The biggest problem with using the VNTR-fingerprinting approach is that DNA extracted from samples in a crime scene, such as from a dried blood stain, is often broken up into tiny pieces due in most cases to natural DNA-degrading processes. This can make DNA analysis difficult, unless informative fragments remain intact. Additionally, the smaller the sample, the more likely it will be degraded. For example, a plucked hair might contain up to 30 nanograms (30 ng, or 30 billionths of one gram) of genomic DNA, but a hair shaft without the root might maximally only contain 0.1 ng of DNA. The integrity of the sample as well as the quantity, therefore, can make reliable and definitive identity determination difficult.
More recent approaches have circumvented the problem associated with degraded DNA. Shorter repetitive sequences, or short tandem repeats (STR), were later identified and found to contain repeat core units of three, four, or five nucleotides long and have a complete length of only 80–400 nucleotides. Due to the shortness of these sequences, only 50 pg of DNA (which is almost a 1000 times less than that found in a hair shaft without the root) is required. The discriminating power, when analyzing STRs at multiple locations with the genome, can match persons with a probability of 1 in 1015 to a stain. The DNA fingerprint using STR analysis can, therefore, be an extremely powerful technique in forensic sciences.

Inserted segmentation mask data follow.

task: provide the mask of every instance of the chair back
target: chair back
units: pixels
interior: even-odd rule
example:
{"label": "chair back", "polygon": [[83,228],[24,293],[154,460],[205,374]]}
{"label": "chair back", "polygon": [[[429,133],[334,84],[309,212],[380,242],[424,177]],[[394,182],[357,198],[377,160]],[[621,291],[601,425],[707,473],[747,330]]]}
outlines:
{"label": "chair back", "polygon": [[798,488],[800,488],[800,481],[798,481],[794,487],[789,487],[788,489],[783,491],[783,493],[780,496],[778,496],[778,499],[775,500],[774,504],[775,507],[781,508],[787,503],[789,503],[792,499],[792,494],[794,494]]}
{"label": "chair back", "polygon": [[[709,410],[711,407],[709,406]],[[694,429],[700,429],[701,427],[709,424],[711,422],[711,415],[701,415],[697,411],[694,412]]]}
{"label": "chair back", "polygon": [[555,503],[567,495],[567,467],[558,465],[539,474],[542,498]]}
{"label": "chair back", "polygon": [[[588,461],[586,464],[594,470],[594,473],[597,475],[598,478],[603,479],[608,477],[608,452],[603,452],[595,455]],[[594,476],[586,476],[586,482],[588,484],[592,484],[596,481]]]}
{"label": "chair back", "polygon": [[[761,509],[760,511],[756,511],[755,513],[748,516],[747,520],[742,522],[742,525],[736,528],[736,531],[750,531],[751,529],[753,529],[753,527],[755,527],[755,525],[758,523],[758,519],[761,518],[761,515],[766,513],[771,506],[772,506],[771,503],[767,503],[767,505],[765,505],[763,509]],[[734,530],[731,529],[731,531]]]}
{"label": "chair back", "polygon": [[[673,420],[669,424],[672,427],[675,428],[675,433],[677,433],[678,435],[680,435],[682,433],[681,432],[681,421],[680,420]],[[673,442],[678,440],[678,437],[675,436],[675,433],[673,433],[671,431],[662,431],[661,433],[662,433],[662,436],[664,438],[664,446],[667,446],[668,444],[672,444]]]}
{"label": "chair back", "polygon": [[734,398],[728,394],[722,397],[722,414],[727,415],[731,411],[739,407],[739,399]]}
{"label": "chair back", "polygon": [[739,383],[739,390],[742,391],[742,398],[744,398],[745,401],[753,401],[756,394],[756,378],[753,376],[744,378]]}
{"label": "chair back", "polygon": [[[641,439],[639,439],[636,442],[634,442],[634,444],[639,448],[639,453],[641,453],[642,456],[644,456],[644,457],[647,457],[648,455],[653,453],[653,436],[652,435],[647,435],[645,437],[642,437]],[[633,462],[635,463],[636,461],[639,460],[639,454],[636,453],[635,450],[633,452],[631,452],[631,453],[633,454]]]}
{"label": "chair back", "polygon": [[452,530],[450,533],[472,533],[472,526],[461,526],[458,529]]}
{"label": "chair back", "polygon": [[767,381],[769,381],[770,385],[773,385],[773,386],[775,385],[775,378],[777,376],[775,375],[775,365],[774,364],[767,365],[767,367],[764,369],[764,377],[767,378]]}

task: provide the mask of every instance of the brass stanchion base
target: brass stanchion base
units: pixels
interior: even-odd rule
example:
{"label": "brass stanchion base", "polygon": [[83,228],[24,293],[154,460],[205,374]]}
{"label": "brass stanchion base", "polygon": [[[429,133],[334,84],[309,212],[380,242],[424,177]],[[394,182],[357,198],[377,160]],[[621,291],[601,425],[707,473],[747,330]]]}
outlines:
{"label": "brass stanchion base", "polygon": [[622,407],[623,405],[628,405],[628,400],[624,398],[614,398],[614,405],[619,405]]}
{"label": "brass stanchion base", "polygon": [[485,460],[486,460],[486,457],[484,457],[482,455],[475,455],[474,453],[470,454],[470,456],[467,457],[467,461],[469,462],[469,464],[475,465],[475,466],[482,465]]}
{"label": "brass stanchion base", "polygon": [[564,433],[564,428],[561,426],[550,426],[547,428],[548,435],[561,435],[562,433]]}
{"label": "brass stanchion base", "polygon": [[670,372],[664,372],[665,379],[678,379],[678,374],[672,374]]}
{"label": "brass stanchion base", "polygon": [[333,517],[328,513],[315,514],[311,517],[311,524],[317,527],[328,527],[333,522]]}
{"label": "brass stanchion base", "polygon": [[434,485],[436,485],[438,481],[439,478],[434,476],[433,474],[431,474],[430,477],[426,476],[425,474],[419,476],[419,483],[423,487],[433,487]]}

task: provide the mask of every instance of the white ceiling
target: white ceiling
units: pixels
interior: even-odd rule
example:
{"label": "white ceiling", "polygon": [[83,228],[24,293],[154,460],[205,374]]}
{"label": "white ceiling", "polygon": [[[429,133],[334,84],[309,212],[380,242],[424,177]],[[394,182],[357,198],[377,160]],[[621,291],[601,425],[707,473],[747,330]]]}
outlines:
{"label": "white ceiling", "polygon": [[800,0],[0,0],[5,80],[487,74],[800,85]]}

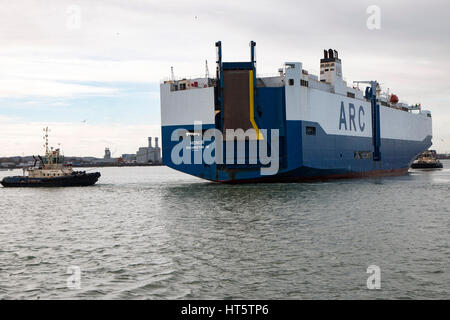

With the completion of the human genome sequence and the rapid post-genomic characterization of the sequences, it has become easier to analyze samples pertinent for forensic applications. In fact, forensic scientists have been able to link a suspect to the scene of a crime using dried chewing gum, the cells in the saliva from the butt of a cigarette, and cells found underneath fingernails. DNA fingerprinting, therefore, has revolutionized the forensic sciences by its use in investigations and prosecutions
of active criminal cases, missing persons investigations, re-examining dead-end cases, post-conviction exoneration, and studies where maternal relatedness is in question.